The classic, basic steps of an investment process involve:
1. Install a (Quantitative) Method To Rank A Relevant Universe of Securities
2. Take The Top-Ranked Securities And Do Further Research
3. Construct a Portfolio Using Securities That Pass The First 2 Steps
4. Monitor And Update The Portfolio
We view backtesting as a very practical and useful part of the research process. The way you rank securities should be based on something consistent with your beliefs on what actually works.
Once you have done some research and found a method to rank securities, run some backtests. You will learn about your method greatly and can understand more aspects and characteristics of such strategies. You will speed up your understanding and you will be forced to think through all the details of how you are going to execute your process.
Once you have created a portfolio (per Step 3 above), that portfolio effectively now becomes a ‘forward-test.’ Monitoring these portfolios and seeing these various rotation strategies behave is a crucial part of the process. Track your various rotation strategies. You can learn a lot by running many simultaneous ‘forward tests’ at once. Importantly, you will get a feeling for the ‘short-term noise’ that occurs around your strategy. Even for professionals, the psychological aspects of short-term volatility will cause them to doubt themselves. Back/Forward tests will make you much more aware of the kind of thing you will face in the future. You must get used to this as psychological aspects to investing are absolutely critical.
Back/forward-testing accelerates the learning process and you can then feed the incremental improvements you discover back into your actual portfolio. The point is that just doing a backtest and then ‘stopping your research’ is very limiting. Don’t stop learning, don’t stop improving. Small incremental improvements add up over time.
We are entering the golden age of active indexing. The specialized, targeted index fund is really a somewhat new phenomenon. Index funds in the 1980s were all very broad vehicles. Many specialized index products (Vanguard REIT index mutual fund, country fund ETFs) actually only have histories back to 1996. You can simulate prior performance -- but they weren't so inexpensively accessible. TIPS securities weren’t even issued by the Treasury until 1997. The World Equity Index products (mutual fund AND etf) didn’t launch until 2008.

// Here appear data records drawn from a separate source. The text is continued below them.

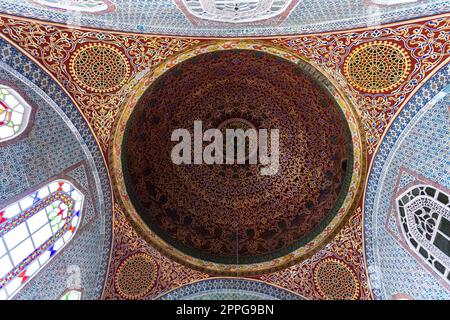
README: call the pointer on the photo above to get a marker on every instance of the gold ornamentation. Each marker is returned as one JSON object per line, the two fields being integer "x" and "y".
{"x": 377, "y": 66}
{"x": 99, "y": 68}
{"x": 335, "y": 280}
{"x": 136, "y": 276}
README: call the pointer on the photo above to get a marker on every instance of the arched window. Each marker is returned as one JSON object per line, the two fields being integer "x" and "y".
{"x": 236, "y": 11}
{"x": 91, "y": 6}
{"x": 14, "y": 113}
{"x": 33, "y": 230}
{"x": 72, "y": 294}
{"x": 424, "y": 215}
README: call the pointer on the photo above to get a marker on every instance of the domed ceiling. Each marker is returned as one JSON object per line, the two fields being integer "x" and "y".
{"x": 350, "y": 96}
{"x": 232, "y": 213}
{"x": 181, "y": 17}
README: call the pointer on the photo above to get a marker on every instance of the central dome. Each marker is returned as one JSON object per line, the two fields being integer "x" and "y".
{"x": 231, "y": 214}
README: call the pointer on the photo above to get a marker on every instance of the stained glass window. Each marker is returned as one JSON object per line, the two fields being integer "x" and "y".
{"x": 73, "y": 294}
{"x": 14, "y": 113}
{"x": 424, "y": 215}
{"x": 33, "y": 230}
{"x": 233, "y": 11}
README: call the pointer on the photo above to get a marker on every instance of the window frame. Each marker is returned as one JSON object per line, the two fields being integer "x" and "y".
{"x": 66, "y": 243}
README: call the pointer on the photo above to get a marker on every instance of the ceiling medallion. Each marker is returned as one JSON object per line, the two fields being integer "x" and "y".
{"x": 335, "y": 280}
{"x": 136, "y": 276}
{"x": 228, "y": 219}
{"x": 99, "y": 67}
{"x": 377, "y": 67}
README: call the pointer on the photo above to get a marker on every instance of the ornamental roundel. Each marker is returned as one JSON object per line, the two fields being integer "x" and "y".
{"x": 136, "y": 276}
{"x": 99, "y": 68}
{"x": 377, "y": 66}
{"x": 335, "y": 280}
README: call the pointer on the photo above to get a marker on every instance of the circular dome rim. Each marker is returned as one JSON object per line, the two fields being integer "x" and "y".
{"x": 138, "y": 86}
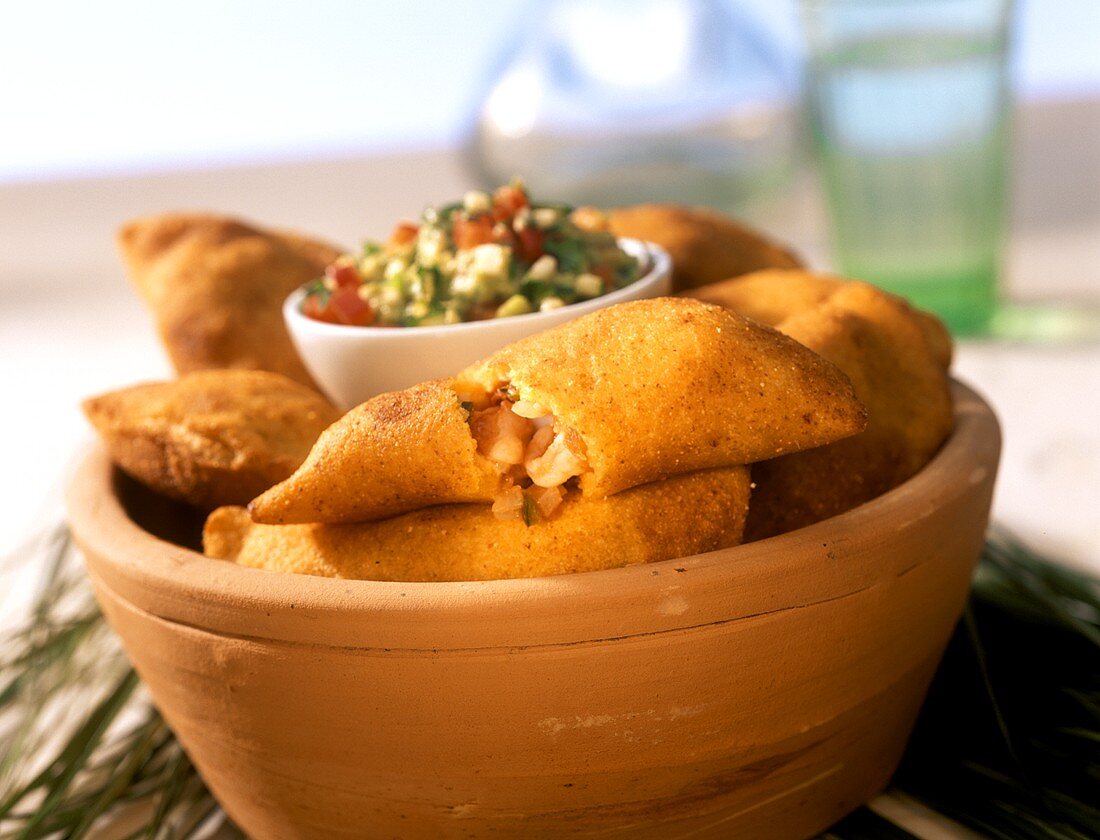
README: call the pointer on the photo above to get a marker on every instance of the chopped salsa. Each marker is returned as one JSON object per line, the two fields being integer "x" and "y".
{"x": 486, "y": 256}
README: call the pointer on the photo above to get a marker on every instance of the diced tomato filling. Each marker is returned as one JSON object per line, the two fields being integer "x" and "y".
{"x": 534, "y": 457}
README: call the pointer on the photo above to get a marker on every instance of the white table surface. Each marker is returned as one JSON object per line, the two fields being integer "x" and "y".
{"x": 70, "y": 328}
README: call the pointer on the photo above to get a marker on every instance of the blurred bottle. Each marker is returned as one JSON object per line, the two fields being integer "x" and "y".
{"x": 620, "y": 101}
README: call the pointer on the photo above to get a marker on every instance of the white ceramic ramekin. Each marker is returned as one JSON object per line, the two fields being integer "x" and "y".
{"x": 354, "y": 363}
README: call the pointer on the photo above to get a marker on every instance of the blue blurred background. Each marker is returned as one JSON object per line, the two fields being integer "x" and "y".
{"x": 129, "y": 86}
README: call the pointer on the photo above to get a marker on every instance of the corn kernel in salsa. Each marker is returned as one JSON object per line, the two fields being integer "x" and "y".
{"x": 485, "y": 256}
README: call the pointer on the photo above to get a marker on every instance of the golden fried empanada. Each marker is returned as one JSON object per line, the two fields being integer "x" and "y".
{"x": 216, "y": 287}
{"x": 394, "y": 453}
{"x": 678, "y": 517}
{"x": 772, "y": 296}
{"x": 705, "y": 245}
{"x": 895, "y": 358}
{"x": 213, "y": 437}
{"x": 618, "y": 398}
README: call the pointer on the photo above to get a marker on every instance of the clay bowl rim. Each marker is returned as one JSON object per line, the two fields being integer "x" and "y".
{"x": 754, "y": 581}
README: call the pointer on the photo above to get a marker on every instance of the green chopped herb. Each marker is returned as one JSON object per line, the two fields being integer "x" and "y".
{"x": 530, "y": 510}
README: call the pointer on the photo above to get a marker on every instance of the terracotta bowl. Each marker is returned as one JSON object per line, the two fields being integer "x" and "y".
{"x": 759, "y": 692}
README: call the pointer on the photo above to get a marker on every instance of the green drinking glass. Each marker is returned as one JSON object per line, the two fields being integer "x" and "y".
{"x": 909, "y": 103}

Important new areas of future investment may come from newly investable products. For example, the emerging markets small cap index might become as mainstream a product as some other well-accepted benchmarks are today. Understanding the important indices of tomorrow might be as good an idea as understanding REIT and emerging markets indices when they were new PRODUCTS (ie, investable and tradeable at reasonable cost).
Understanding and processing relative performance, relative volatilities and observing relative drawdowns in present ‘forward-test’ environment strikes us as a pretty good idea.
iShares is bringing to market an Internationally focused preferred stock index. Wisdomtree just launched an Asia-Pacific regional intermediate bond ETF. Remember that at one point, the emerging markets index mutual fund was brand new (1994). Today it is a primary index everyone follows. Growth vs value wasn’t mainstream until the 1990s -- and indexing these products came later. The world evolves. Embrace the change and learn from it – let many simultaneous forward tests accelerate the learning.